This is my small contribution to #lismentalhealth week. On Thursday, I met with a therapist for the first time. The good news: she doesn’t recommend long term therapy. The bad news: I probably could have used it years ago.

In 2012, I discovered I had a chronic illness. I had been told by my doctor that there is a strong link between the illness and depression, but I ignored his suggestion that I should seek out a therapist. What I didn’t realize was that I was slowing slipping into a perverse apathy for all the things that used to give me joy: professional development, networking, technology, wine, food, gardening… I had no desire for any of that. I wanted silence and solitude and sleep.

Then something remarkable happened. In fall of 2015, the medication (mercaptopurine) that I had been taking for almost 3 years stopped working. My immune system started to shut down. I received one of those late night phone calls from my doctor shortly after some blood work. Stop taking the medication, he said. Right now. My blood had turned, in his words, “toxic.”

I was immediately given steroids and within a few days my personality completely changed. I wasn’t the only one who noticed. My family noted the change as well. I suddenly had the desire to do things. I wanted to get up early, exercise, cook a decent meal, talk with my wife, play with my children, work on research projects, read professional literature, and explore new areas of study. Since that time I’ve started a new medication (Humira) and while some of the old physical side effects have returned (fatigue especially), I haven’t lost the boost in motivation.
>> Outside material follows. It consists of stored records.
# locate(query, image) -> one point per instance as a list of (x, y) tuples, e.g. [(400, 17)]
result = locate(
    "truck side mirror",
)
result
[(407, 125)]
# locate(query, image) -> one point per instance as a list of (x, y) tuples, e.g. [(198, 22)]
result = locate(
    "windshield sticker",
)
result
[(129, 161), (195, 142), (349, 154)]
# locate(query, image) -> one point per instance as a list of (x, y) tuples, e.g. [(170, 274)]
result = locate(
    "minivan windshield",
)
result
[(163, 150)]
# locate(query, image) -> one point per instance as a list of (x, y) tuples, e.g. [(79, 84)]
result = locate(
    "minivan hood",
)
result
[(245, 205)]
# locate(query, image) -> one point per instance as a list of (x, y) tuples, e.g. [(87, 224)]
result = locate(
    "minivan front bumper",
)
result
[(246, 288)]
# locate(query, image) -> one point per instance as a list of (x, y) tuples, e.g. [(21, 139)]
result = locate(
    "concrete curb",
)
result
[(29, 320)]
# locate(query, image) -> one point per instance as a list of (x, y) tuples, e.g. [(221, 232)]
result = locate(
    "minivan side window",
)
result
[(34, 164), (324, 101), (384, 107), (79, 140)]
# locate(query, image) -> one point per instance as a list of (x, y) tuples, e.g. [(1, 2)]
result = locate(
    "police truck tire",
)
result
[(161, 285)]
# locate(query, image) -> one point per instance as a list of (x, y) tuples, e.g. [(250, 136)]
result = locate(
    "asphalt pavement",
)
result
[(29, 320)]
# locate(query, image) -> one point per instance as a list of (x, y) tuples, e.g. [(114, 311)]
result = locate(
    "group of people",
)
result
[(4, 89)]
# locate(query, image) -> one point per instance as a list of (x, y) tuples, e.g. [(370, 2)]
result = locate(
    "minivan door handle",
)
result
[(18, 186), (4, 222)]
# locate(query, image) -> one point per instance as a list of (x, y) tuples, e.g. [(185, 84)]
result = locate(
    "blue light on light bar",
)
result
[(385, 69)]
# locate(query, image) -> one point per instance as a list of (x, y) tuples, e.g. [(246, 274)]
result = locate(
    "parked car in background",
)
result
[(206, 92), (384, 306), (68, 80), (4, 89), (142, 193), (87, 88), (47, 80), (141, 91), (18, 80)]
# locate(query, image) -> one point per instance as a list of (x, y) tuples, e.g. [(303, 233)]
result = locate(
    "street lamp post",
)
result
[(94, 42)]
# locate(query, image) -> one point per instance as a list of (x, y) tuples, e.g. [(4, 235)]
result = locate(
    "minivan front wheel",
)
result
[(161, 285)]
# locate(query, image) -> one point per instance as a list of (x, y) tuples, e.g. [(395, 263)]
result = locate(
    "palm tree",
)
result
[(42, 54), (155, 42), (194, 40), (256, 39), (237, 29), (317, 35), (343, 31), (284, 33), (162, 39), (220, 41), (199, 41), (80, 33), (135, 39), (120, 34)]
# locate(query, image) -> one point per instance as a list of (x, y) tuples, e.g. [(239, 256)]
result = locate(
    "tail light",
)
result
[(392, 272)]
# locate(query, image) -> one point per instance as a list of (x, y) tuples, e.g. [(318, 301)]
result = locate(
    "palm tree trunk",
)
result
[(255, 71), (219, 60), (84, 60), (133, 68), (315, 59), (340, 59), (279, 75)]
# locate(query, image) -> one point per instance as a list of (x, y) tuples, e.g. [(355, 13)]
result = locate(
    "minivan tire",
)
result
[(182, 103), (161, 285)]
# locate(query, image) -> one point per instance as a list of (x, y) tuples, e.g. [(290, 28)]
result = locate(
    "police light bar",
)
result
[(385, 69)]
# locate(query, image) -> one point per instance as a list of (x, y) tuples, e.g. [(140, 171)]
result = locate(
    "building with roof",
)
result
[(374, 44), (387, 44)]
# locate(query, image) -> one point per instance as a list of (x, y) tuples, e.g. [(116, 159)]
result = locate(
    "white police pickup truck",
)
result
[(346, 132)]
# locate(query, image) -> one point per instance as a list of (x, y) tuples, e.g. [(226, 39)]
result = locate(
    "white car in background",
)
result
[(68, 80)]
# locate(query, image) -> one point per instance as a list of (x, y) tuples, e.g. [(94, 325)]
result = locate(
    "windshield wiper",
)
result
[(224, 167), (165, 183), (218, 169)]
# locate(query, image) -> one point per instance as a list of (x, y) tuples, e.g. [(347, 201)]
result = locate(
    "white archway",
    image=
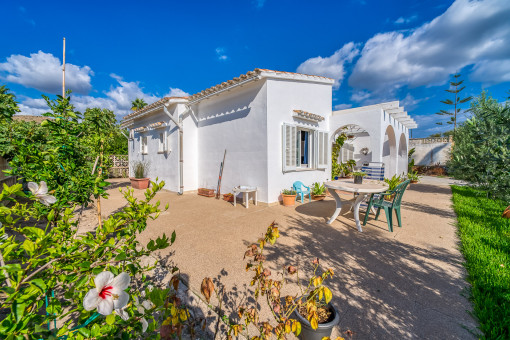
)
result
[(389, 154), (402, 155)]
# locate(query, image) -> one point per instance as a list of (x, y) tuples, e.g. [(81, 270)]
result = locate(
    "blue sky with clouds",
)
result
[(375, 50)]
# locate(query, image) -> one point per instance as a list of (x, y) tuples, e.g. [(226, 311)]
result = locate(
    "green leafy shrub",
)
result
[(288, 192), (93, 282), (481, 152), (318, 189), (413, 176), (140, 169), (394, 181)]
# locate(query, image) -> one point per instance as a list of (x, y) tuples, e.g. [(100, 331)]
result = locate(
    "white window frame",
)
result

It wasn’t until I stopped taking the mercaptopurine that I realized how dark my outlook had become. So as a preventative measure, I reached out to a therapist and set up an appointment. We talked about managing stress (a primary cause of regression), the connection between the illness and my job performance, how it’s affected my personal life, etc. The therapist did not recommend long term care, but we are planning to meet again in month to re-assess. After all, this new medication is intense (lots of needles) and I don’t know what the long-term affects will be. What I do know is that I don’t want to go back to where I was last year. It’s very likely that I’ll continue to live with this illness for another decade and that is far too long to live a passionless life.